Lesson 16: Categorical Associations
Lesson 16: Categorical Associations
Objective
You will learn to construct, interpret, and calculate the joint relative frequencies of two-way frequency tables.
Vocabulary
two-way frequency table, joint relative frequency
Essential Concepts
Lesson 16 Essential Concepts
A two-way table is a summary of the association/relationship between two categorical variables. Joint relative frequencies answer questions like "What proportion of the people/objects had this value on the first variable and this value on the second?"
Lesson
-
Read the following scenario:
Rosa has a theory that cat owners are also musical. To find out, she decided to collect data that would help her understand the relationship between cat ownership and instrument playing among the students in her art class. She conducted a survey and found that out of the 35 students in her art class, 16 owned a cat and out of those that owned a cat, 7 played an instrument. She also discovered that 9 students owned a cat, but did not play an instrument. There were also 9 students who neither owned a cat nor played an instrument.
-
Rosa asked her classmates two questions that provided the data for the information she needed to collect.
What could those two questions be?
-
Based on the questions that you came up with for #2, what could be the variables that Rosa collected information about? For example, if "owns a cat" is a variable, what value or number of students represents that variable? What were the values of the other variables?
-
In your IDS Journal, summarize Rosa’s findings in one table. Your last row and your last column should show totals that add each row across and each column down. Make sure that you add the totals in each row and the totals in each column. Totals from each row and totals from each column should add up to 35. Use your knowledge of data structures from Lesson 2, especially organizing in rows and columns.
-
In this lesson you will be looking at associations in categorical variables. Recall from Lesson 3 that categorical variables represent values that have words.
-
There are many ways to organize the data that Rosa collected. The table below shows a two-way frequency table. A two-way frequency table displays the data related to two categories from one group. One category is represented in rows and the other is represented in columns.
The Cat Ownership and Instruments two-way frequency table below represents the data Rosa collected from the students in her art class. Compare your table to the one below. It might be organized a little differently, but the totals should add to 35.
Cat Ownership and Instruments
-
Based on the Cat Ownership and Instruments table, generate a couple of questions that can be asked and answered by the data and write them in your IDS Journal.
-
A two-way frequency table can show relative frequencies. A relative frequency is how often something occurs in relation to the total number of occurrences. A relative frequency is a fancy term for a ratio/proportion and can be expressed as a fraction, decimal or percent. For example, the relative frequency of those who own a cat and play an instrument is 7/35 = 0.2 = 20%.
-
The relative frequencies have been calculated in the two-way frequency table below.
Cat Ownership and Instruments: Relative Frequencies
Compare the two-way frequency table in #6 and the relative frequency table in #9.

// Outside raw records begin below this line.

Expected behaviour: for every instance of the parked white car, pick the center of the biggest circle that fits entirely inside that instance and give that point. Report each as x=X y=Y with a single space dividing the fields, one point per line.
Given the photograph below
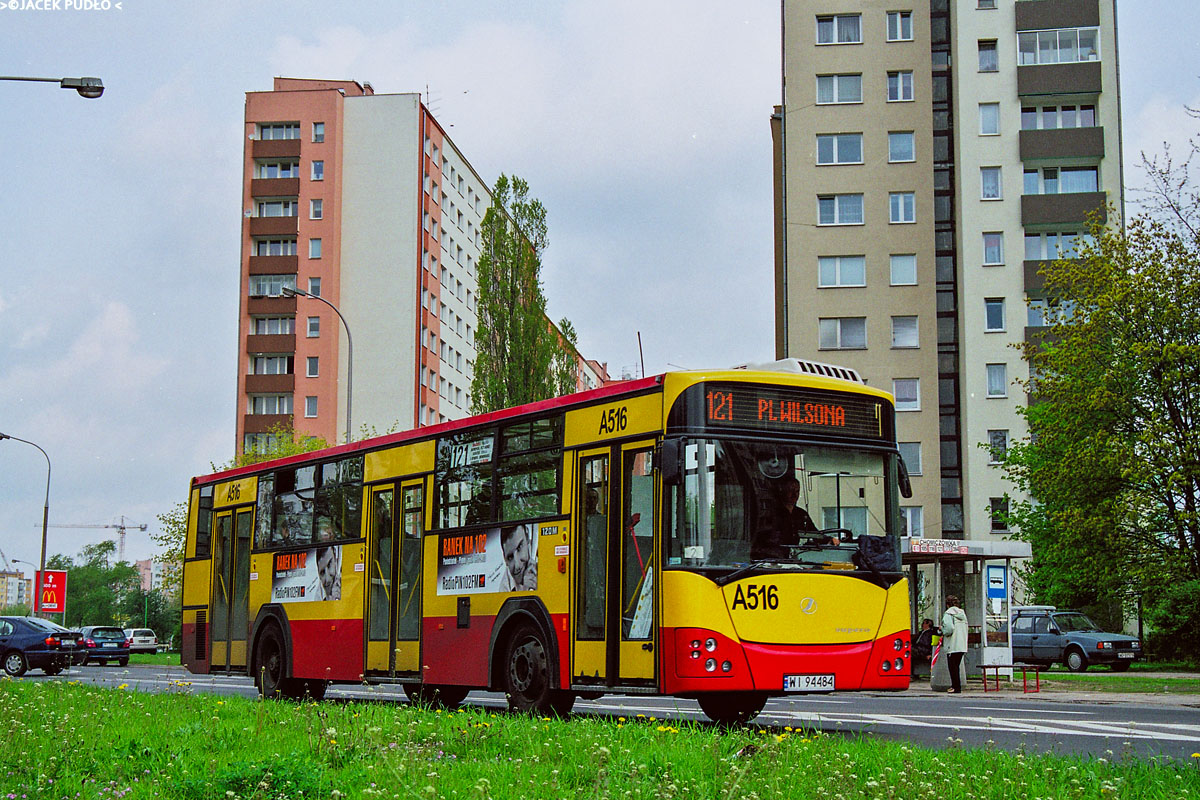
x=142 y=639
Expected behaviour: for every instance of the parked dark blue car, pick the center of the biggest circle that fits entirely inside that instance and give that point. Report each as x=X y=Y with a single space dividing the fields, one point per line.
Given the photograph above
x=30 y=643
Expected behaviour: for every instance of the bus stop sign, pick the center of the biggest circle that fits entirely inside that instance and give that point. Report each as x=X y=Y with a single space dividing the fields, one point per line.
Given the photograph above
x=52 y=591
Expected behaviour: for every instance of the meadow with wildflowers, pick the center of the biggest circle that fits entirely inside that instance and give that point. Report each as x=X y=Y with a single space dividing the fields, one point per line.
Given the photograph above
x=66 y=740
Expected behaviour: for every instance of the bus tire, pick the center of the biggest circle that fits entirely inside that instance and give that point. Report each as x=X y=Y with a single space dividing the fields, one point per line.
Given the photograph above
x=436 y=697
x=270 y=662
x=526 y=672
x=732 y=708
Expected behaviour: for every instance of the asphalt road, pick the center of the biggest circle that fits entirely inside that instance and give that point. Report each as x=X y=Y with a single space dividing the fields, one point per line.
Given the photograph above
x=1086 y=723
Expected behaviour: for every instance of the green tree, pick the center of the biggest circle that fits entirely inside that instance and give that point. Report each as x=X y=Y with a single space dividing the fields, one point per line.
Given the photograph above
x=1114 y=457
x=521 y=358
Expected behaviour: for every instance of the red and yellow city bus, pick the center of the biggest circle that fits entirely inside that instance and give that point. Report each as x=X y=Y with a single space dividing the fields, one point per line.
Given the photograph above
x=635 y=539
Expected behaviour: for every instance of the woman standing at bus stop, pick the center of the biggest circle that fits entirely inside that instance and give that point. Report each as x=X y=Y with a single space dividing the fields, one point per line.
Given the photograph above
x=954 y=641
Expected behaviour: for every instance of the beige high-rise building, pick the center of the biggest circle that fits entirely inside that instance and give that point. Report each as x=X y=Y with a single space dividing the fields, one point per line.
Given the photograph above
x=929 y=158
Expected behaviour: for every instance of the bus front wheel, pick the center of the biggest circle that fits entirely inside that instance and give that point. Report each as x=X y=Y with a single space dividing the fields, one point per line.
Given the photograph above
x=526 y=677
x=732 y=708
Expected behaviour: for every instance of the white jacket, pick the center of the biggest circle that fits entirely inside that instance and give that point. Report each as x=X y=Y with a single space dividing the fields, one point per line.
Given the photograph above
x=954 y=630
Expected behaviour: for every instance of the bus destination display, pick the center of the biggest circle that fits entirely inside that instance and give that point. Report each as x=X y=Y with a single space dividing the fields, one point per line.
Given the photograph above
x=796 y=410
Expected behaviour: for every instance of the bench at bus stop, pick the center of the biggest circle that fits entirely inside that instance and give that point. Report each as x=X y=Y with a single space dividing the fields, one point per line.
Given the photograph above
x=1025 y=677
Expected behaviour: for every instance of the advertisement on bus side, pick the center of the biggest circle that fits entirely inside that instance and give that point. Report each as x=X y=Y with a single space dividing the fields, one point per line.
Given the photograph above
x=307 y=576
x=489 y=561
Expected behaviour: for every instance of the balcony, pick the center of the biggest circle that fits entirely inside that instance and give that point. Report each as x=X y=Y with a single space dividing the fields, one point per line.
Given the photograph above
x=1044 y=14
x=274 y=148
x=1083 y=78
x=270 y=384
x=1062 y=209
x=274 y=226
x=271 y=306
x=1062 y=143
x=271 y=343
x=275 y=187
x=274 y=264
x=264 y=422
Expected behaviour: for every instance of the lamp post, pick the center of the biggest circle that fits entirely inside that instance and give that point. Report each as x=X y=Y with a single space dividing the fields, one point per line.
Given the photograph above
x=46 y=517
x=287 y=292
x=89 y=88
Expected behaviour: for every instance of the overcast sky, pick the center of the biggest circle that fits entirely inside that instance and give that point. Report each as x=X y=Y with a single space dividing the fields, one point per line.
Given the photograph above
x=642 y=126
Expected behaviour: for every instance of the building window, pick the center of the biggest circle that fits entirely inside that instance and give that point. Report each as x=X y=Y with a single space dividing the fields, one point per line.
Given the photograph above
x=843 y=334
x=989 y=56
x=993 y=248
x=900 y=85
x=997 y=446
x=271 y=169
x=275 y=247
x=1062 y=46
x=999 y=515
x=271 y=325
x=899 y=25
x=1062 y=180
x=900 y=146
x=904 y=269
x=839 y=209
x=270 y=286
x=989 y=119
x=994 y=314
x=839 y=89
x=989 y=184
x=269 y=404
x=839 y=148
x=904 y=332
x=901 y=206
x=268 y=131
x=997 y=380
x=841 y=271
x=1049 y=118
x=841 y=29
x=271 y=365
x=911 y=453
x=913 y=521
x=907 y=394
x=277 y=208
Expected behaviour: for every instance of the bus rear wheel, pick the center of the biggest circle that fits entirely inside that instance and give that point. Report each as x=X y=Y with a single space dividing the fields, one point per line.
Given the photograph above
x=732 y=708
x=526 y=677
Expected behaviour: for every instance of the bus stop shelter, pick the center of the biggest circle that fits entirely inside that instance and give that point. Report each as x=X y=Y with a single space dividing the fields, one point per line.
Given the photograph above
x=988 y=599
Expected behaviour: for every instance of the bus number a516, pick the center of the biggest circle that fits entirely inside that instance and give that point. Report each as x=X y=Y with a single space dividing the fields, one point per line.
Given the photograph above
x=756 y=596
x=613 y=420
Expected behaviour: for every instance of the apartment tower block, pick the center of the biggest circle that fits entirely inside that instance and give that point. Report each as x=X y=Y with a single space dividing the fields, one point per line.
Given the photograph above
x=930 y=158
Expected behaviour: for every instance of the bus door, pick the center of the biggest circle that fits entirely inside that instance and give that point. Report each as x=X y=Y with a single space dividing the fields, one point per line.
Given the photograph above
x=615 y=607
x=633 y=579
x=231 y=587
x=394 y=599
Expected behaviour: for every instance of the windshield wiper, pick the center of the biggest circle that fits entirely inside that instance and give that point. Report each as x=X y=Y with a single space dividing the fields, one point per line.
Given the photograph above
x=747 y=569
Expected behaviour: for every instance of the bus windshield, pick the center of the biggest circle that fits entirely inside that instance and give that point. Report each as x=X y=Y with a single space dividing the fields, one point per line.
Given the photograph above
x=795 y=504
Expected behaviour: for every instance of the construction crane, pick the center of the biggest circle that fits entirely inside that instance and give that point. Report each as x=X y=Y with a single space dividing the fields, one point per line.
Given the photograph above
x=120 y=531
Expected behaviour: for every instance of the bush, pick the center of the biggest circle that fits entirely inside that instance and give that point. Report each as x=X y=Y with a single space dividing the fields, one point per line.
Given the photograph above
x=1173 y=619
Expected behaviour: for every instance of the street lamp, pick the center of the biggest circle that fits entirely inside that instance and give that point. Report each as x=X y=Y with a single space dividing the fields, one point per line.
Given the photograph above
x=46 y=516
x=287 y=292
x=89 y=88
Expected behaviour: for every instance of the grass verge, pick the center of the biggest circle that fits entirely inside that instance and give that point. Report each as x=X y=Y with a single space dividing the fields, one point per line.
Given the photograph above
x=66 y=740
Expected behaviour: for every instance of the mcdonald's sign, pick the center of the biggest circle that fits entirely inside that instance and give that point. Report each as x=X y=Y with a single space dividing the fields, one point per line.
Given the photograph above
x=52 y=591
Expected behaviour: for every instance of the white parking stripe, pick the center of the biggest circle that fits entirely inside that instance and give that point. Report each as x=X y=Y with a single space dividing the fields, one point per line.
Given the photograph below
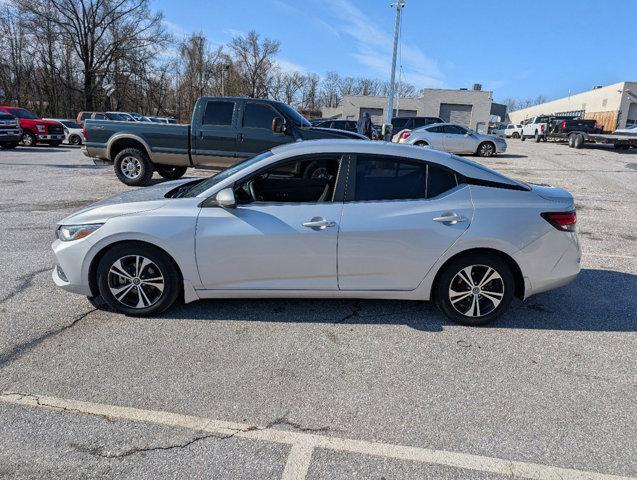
x=304 y=443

What is the difference between a two-way frequency table and a two-way relative frequency table? When would it be better to use one over the other?
-
Using the Cat Ownership and Instruments: Relative Frequencies table, answer the following questions about relative frequencies:
-
What percent of the students in Rosa's art class own a cat?
-
What percent of the students in Rosa's art class do not own a cat but play an instrument?
-
What does the relative frequency 18/35 represent?
-
-
Choose two categorical variables that you predict might be associated. Then generate two questions about the two categorical variables that you chose and write them in your IDS Journal. Do not choose two random categorical variables.
Here's an example:
I think there is a relationship between watching scary movies and drinking soda, so I am going to survey family and friends by asking them if 1)they like watching scary movies, and 2)they drink soda.
Here's how you might organize a two-way table for the two questions above:
Likes scary movies Does not like scary movies Total Drinks soda Does not drink soda Total -
Now it's your turn. Come up with your own two questions about two categorical variables, then create a two-way table for organizing your data. Record these in your IDS Journal.
Reflection
What are the essential learnings you are taking away from this lesson?
Homework
Survey at least 20 people (family or friends) and ask them to answer the two questions you generated so that you can fill out your two-way table.